Dziś o godzinie 13 w kaplicy w Oborze najbliżsi i przyjaciele pożegnają Marcina Szczęśniaka, 21-letniego lubinianina, który zginął tragicznie we Włoszech.
Przypomnijmy. Marcin i Łukasz Szczęśniak 19 stycznia wyjechali do pracy do Włoch. Wysłała ich tam lubińska firma, w której byli zatrudnieni. Mieli montować nową linię produkcyjną w jednej z fabryk w Riardo. Po drodze zostali jednak napadnięci i nie dojechali do celu. Starszemu z braci udało się uciec, dotarł do ambasady polskiej we Włoszech i szczęśliwie wrócił do domu.

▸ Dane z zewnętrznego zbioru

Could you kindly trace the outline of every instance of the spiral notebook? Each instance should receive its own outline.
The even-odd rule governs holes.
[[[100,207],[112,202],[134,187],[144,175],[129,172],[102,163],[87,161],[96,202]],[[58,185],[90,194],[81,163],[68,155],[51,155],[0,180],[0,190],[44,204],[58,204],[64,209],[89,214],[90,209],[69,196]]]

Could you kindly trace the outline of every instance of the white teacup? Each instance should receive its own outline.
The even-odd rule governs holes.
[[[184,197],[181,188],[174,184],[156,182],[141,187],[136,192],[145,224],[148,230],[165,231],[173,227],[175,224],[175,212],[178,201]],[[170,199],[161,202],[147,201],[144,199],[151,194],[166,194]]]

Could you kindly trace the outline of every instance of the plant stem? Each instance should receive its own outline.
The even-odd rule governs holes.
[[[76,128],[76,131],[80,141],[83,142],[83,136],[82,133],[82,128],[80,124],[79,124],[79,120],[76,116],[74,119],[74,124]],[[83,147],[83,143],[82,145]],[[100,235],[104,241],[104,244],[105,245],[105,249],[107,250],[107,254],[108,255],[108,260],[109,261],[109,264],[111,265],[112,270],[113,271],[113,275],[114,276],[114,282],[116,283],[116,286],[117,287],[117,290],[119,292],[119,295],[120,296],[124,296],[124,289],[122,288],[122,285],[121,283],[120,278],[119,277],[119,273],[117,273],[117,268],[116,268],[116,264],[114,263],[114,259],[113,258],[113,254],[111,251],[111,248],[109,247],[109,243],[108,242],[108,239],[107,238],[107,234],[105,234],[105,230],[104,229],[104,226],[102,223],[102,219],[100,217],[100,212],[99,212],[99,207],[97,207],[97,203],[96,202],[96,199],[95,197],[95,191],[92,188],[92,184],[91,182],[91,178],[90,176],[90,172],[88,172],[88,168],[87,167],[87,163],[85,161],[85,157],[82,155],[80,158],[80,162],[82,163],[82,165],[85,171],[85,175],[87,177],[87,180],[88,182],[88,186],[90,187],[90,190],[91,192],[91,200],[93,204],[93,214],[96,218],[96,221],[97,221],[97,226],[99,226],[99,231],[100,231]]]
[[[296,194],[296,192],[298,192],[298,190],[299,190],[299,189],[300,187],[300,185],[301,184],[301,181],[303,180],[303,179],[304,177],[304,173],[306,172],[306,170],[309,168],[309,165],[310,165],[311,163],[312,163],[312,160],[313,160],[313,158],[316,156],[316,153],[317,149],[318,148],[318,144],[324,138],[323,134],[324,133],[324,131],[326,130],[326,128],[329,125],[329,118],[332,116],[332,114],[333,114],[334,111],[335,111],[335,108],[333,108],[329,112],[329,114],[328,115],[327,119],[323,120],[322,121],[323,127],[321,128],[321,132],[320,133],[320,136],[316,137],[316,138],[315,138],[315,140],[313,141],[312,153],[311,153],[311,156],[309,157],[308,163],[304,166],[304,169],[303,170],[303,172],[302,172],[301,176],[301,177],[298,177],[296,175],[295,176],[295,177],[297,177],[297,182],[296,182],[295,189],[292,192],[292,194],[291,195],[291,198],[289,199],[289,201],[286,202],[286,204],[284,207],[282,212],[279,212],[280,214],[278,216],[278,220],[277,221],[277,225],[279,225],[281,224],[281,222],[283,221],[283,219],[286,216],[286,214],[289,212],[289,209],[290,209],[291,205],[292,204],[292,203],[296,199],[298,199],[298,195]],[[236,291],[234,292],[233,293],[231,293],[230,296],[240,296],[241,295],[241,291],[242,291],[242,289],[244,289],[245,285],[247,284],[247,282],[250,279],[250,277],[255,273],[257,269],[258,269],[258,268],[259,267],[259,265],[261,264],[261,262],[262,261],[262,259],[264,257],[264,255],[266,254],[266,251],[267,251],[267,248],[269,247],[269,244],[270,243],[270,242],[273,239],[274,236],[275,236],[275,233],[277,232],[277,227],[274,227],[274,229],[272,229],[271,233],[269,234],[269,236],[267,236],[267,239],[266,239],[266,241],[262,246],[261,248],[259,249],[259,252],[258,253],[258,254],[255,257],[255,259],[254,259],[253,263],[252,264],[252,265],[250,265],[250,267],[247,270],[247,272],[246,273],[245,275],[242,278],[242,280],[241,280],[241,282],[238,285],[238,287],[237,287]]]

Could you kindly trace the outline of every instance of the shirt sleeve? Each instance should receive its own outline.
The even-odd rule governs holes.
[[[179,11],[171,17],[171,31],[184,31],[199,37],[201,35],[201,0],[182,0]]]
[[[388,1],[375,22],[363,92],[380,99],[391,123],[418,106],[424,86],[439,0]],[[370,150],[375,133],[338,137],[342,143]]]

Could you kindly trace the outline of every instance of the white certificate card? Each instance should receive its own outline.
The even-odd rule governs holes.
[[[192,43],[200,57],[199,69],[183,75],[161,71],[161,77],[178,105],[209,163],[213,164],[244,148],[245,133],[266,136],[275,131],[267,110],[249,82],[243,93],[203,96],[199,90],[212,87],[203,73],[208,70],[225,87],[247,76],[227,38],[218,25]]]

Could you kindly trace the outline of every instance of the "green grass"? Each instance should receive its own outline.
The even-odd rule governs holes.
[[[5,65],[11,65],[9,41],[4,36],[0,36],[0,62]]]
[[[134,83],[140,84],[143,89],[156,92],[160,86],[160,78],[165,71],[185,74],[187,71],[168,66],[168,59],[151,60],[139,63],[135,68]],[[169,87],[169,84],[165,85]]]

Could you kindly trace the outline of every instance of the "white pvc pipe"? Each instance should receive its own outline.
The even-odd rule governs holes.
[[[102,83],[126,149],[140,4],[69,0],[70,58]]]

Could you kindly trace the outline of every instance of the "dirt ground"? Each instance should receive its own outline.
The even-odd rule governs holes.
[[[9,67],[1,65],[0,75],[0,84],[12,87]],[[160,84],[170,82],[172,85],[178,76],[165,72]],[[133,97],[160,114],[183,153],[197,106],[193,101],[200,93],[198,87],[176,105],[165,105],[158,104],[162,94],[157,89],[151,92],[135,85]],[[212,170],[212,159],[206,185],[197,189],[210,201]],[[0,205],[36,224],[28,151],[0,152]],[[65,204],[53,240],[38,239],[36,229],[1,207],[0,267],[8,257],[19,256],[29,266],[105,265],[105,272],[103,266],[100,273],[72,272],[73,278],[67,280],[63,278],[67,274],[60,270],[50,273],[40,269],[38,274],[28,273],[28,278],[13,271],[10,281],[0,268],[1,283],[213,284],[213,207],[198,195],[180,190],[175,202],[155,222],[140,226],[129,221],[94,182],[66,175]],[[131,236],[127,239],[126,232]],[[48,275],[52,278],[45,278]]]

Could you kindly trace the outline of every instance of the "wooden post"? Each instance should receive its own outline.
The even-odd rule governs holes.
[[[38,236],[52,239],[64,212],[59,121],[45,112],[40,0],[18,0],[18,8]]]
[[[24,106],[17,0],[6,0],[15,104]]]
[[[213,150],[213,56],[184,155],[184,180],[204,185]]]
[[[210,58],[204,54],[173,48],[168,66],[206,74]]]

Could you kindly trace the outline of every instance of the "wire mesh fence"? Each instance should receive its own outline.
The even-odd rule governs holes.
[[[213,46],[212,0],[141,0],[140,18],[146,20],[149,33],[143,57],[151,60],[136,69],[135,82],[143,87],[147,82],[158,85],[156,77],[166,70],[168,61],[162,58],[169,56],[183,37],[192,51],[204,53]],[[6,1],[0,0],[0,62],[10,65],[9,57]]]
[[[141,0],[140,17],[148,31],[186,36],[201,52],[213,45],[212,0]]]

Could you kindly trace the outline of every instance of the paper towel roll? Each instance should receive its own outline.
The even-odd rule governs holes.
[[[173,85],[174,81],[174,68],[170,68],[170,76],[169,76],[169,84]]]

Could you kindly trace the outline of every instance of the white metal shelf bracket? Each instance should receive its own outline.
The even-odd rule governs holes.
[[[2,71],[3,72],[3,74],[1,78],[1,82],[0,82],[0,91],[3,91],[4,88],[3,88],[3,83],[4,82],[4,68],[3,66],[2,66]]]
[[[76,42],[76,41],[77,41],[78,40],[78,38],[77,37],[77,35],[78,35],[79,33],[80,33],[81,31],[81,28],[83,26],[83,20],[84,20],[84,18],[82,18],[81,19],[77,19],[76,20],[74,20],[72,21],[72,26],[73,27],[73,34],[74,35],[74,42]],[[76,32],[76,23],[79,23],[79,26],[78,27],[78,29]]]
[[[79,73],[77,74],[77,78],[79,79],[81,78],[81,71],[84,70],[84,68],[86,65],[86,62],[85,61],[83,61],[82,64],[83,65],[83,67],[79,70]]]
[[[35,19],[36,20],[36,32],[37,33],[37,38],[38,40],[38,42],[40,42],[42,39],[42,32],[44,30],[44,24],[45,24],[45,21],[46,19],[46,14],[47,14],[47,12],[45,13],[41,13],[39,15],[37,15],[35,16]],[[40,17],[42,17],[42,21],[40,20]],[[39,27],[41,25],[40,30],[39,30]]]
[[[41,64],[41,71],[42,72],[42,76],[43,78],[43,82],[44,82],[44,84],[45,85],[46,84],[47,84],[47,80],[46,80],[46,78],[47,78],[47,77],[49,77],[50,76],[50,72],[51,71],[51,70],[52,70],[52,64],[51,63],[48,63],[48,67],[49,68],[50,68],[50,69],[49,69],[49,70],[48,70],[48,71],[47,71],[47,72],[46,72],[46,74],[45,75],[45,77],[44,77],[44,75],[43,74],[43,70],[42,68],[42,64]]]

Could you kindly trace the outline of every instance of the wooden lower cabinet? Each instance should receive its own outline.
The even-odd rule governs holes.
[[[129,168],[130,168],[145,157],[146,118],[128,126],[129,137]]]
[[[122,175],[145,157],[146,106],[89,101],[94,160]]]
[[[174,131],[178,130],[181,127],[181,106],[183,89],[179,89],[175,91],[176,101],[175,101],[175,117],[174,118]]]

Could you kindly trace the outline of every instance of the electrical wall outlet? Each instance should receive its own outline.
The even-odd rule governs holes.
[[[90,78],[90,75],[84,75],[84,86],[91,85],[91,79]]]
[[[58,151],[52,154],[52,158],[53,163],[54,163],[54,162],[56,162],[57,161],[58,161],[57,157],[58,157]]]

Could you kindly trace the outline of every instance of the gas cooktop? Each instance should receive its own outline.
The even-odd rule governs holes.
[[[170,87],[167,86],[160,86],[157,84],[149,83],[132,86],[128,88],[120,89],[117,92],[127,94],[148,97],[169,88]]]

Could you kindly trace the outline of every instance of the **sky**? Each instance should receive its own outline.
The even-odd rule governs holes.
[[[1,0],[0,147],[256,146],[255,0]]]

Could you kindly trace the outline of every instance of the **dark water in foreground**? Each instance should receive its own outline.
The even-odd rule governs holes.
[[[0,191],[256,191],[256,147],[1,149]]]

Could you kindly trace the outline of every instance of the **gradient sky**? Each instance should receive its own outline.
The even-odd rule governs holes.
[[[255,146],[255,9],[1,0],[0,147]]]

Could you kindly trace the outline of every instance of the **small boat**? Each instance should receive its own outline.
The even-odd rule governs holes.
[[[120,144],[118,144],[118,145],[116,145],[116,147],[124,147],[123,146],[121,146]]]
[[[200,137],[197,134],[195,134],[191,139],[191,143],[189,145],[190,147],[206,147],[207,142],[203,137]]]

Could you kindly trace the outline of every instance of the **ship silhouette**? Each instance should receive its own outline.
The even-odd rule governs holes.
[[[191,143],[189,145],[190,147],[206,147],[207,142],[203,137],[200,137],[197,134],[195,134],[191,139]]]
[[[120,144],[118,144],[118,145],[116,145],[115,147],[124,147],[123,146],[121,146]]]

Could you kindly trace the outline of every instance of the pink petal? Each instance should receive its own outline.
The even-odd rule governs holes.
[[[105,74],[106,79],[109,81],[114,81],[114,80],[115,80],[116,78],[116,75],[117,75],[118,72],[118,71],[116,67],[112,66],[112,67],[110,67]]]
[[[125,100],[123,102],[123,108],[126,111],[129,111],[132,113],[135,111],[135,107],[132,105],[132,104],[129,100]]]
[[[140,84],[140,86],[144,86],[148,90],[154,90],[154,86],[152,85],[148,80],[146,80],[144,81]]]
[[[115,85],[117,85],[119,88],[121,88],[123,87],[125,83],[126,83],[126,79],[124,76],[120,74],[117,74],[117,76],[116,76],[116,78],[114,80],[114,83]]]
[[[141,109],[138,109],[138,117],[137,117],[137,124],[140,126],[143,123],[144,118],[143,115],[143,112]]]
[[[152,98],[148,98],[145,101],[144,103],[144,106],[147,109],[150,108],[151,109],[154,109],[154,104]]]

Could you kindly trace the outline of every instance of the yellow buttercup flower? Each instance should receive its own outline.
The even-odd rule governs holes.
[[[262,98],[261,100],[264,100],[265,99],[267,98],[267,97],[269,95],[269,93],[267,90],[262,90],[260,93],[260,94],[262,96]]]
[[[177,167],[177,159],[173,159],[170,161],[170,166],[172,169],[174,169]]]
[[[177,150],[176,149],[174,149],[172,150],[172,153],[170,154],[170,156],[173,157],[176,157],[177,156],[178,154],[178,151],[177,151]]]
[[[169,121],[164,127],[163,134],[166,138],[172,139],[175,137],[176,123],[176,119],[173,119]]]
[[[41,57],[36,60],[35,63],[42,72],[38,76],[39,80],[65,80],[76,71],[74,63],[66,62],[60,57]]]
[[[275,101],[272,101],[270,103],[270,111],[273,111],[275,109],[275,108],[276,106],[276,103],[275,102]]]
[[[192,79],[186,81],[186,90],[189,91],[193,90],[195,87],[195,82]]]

Młodszy Marcin zaginął, a po tygodniu włoska policja odnalazła jego zwłoki w jeziorze niedaleko Neapolu.
Obecnie trwa oczekiwanie na wyniki sekcji zwłok Marcina.
– Zgodnie z procedurą lekarz sądowy ma 50 dni na ich ogłoszenie – wyjaśnia Jerzy Adamczyk, kierownik Wydziału Konsularnego Ambasady Polski w Rzymie.
Włoska policja wszczęła też postępowanie w tej sprawie. Narazie nie ma jednak informacji, które stanowiłyby o wyjaśmieniu śledztwa.
– Jako konsulat nie uzyskaliśmy od policji żadnych nowych informacji – dodaje Adamczyk.
Rodzina i przyjaciele zmarłego chłopca pogrążyli się w żałobie.